The Intel® Optimized MP LINPACK Benchmark for Clusters is based on modifications and additions to HPL 2.0 from Innovative Computing Laboratories (ICL) at the University of Tennessee, Knoxville (UTK). The Intel Optimized MP LINPACK Benchmark for Clusters can be used for Top 500 runs (see http://www.top500.org). To use the benchmark you need be intimately familiar with the HPL distribution and usage. The Intel Optimized MP LINPACK Benchmark for Clusters provides some additional enhancements and bug fixes designed to make the HPL usage more convenient, as well as explain Intel® Message-Passing Interface (MPI) settings that may enhance performance. The ./benchmarks/mp_linpack directory adds techniques to minimize search times frequently associated with long runs.

The Intel® Optimized MP LINPACK Benchmark for Clusters is an implementation of the Massively Parallel MP LINPACK benchmark by means of HPL code. It solves a random dense (real*8) system of linear equations (Ax=b), measures the amount of time it takes to factor and solve the system, converts that time into a performance rate, and tests the results for accuracy. You can solve any size (N) system of equations that fit into memory. The benchmark uses full row pivoting to ensure the accuracy of the results.

Use the Intel Optimized MP LINPACK Benchmark for Clusters on a distributed memory machine. On a shared memory machine, use the Intel Optimized LINPACK Benchmark.

Intel provides optimized versions of the LINPACK benchmarks to help you obtain high LINPACK benchmark results on your systems based on genuine Intel processors more easily than with the HPL benchmark. Use the Intel Optimized MP LINPACK Benchmark to benchmark your cluster. The prebuilt binaries require that you first install Intel® MPI 3.x be installed on the cluster. The run-time version of Intel MPI is free and can be downloaded from www.intel.com/software/products/ .

The Intel package includes software developed at the University of Tennessee, Knoxville, Innovative Computing Laboratories and neither the University nor ICL endorse or promote this product. Although HPL 2.0 is redistributable under certain conditions, this particular package is subject to the Intel MKL license.

Intel MKL has introduced a new functionality into MP LINPACK, which is called a hybrid build, while continuing to support the older version. The term hybrid refers to special optimizations added to take advantage of mixed OpenMP*/MPI parallelism.

If you want to use one MPI process per node and to achieve further parallelism by means of OpenMP, use the hybrid build. In general, the hybrid build is useful when the number of MPI processes per core is less than one. If you want to rely exclusively on MPI for parallelism and use one MPI per core, use the non-hybrid build.

In addition to supplying certain hybrid prebuilt binaries, Intel MKL supplies some hybrid prebuilt libraries for Intel® MPI to take advantage of the additional OpenMP* optimizations.

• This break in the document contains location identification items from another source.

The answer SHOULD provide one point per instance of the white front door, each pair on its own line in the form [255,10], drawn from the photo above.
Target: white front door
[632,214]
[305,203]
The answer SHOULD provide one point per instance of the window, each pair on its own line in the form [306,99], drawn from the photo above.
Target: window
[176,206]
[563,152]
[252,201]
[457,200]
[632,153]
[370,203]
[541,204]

If you wish to use an MPI version other than Intel MPI, you can do so by using the MP LINPACK source provided. You can use the source to build a non-hybrid version that may be used in a hybrid mode, but it would be missing some of the optimizations added to the hybrid version.

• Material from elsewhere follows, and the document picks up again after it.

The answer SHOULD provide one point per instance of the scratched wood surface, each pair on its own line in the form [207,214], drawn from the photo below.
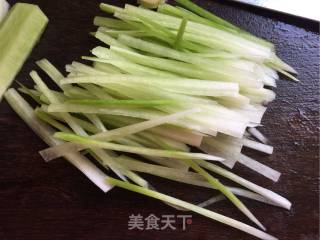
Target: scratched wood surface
[54,201]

Non-hybrid builds are the default of the source code makefiles provided. In some cases, the use of the hybrid mode is required for external reasons. If there is a choice, the non-hybrid code may be faster. To use the non-hybrid code in a hybrid mode, use the threaded version of Intel MKL BLAS, link with a thread-safe MPI, and call function MPI_init_thread() so as to indicate a need for MPI to be thread-safe.

Intel MKL also provides prebuilt binaries that are dynamically linked against Intel MPI libraries.

Note

Performance of statically and dynamically linked prebuilt binaries may be different. The performance of both depends on the version of Intel MPI you are using.
You can build binaries statically linked against a particular version of Intel MPI by yourself.